Le tribunal militaire de garnison de Beni, siégeant en procédure de flagrance, a condamné trois officiers des Forces armées de la République Démocratique du Congo (FARDC ) à la peine de mort, à l'issue d'une procédure judiciaire impliquant deux prétendus commandants condamnés à 20 ans de prison. Le verdict est tombé la nuit du vendredi 10 juillet 2026 à Beni, chef-lieu provisoire de la province du Nord-Kivu.
Des lieutenants Ilunga Jean Claude et Kasereka Maneno Achile ainsi que le capitaine Makambo Moninda John ont été reconnus coupables de violation de consigne et de désertion simple en plein état de siège.

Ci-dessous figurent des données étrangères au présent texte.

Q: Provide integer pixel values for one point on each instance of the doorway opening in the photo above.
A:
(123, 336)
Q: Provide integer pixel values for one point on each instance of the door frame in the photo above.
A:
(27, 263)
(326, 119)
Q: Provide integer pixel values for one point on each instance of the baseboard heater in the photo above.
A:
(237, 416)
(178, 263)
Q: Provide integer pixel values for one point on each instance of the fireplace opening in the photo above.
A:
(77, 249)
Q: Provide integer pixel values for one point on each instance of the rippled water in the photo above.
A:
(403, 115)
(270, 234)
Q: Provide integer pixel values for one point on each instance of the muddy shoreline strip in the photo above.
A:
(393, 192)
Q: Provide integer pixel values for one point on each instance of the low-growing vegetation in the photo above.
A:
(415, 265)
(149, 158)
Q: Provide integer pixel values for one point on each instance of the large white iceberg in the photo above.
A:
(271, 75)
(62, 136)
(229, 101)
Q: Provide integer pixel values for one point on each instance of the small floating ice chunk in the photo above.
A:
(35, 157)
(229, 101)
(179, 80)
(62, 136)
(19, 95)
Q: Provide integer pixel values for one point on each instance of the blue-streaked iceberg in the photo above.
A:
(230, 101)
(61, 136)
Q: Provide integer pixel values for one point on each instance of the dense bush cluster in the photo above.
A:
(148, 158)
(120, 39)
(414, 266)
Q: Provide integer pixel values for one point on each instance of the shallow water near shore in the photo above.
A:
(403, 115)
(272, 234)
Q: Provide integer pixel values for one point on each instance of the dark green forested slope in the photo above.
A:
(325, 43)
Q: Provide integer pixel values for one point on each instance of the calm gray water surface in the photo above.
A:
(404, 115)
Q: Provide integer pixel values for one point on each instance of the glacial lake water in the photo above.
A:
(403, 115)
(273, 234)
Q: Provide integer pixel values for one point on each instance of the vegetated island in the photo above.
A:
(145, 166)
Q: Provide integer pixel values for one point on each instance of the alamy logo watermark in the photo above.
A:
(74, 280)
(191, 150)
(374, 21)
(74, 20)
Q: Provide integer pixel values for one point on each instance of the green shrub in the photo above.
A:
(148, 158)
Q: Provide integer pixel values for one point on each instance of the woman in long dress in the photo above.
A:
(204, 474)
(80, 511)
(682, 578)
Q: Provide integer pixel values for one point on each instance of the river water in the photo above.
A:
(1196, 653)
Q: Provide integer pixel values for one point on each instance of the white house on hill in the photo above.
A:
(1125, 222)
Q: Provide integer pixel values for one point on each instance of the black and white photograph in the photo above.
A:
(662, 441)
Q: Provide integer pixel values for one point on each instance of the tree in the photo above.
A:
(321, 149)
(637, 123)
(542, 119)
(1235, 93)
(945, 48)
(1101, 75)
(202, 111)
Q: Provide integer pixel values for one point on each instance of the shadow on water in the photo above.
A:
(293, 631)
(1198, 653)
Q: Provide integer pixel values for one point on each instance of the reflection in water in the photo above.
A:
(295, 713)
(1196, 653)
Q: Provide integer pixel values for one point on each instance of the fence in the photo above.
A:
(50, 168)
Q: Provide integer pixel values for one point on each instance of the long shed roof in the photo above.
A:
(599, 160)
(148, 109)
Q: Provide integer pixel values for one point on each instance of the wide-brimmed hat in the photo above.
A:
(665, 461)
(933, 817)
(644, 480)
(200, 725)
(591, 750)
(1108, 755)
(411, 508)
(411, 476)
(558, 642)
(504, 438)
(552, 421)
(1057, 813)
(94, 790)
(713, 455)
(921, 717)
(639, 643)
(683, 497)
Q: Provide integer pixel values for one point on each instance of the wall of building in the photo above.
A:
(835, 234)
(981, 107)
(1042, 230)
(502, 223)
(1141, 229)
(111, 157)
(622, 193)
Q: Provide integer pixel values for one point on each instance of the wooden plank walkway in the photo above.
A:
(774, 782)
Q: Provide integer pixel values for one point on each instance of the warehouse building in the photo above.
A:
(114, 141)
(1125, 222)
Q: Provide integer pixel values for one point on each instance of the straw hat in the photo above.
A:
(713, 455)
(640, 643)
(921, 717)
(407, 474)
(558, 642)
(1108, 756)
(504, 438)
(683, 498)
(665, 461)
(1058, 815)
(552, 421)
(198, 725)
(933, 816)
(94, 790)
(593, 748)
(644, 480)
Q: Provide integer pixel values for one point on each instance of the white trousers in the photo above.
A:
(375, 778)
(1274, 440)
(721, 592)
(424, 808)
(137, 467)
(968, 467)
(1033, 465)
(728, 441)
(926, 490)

Autoproclamé commandant des Wazalendo, Paluku Timothé Bonheur et son compagnon, Kaseraka Valyali Dalmon, écopent, chacun, de 20 ans de prison. Le tribunal a retenu à leur charge les infractions d'incitation des militaires à commettre des actes contraires à la discipline et aux devoirs, propagation de faux bruits et initiation de fausses informations.
Lors de la sentence, le tribunal les a toutefois acquittés de l'infraction de détournement des mains-d'œuvre, une autre infraction qui pesait sur eux lors de l'instruction du dossier.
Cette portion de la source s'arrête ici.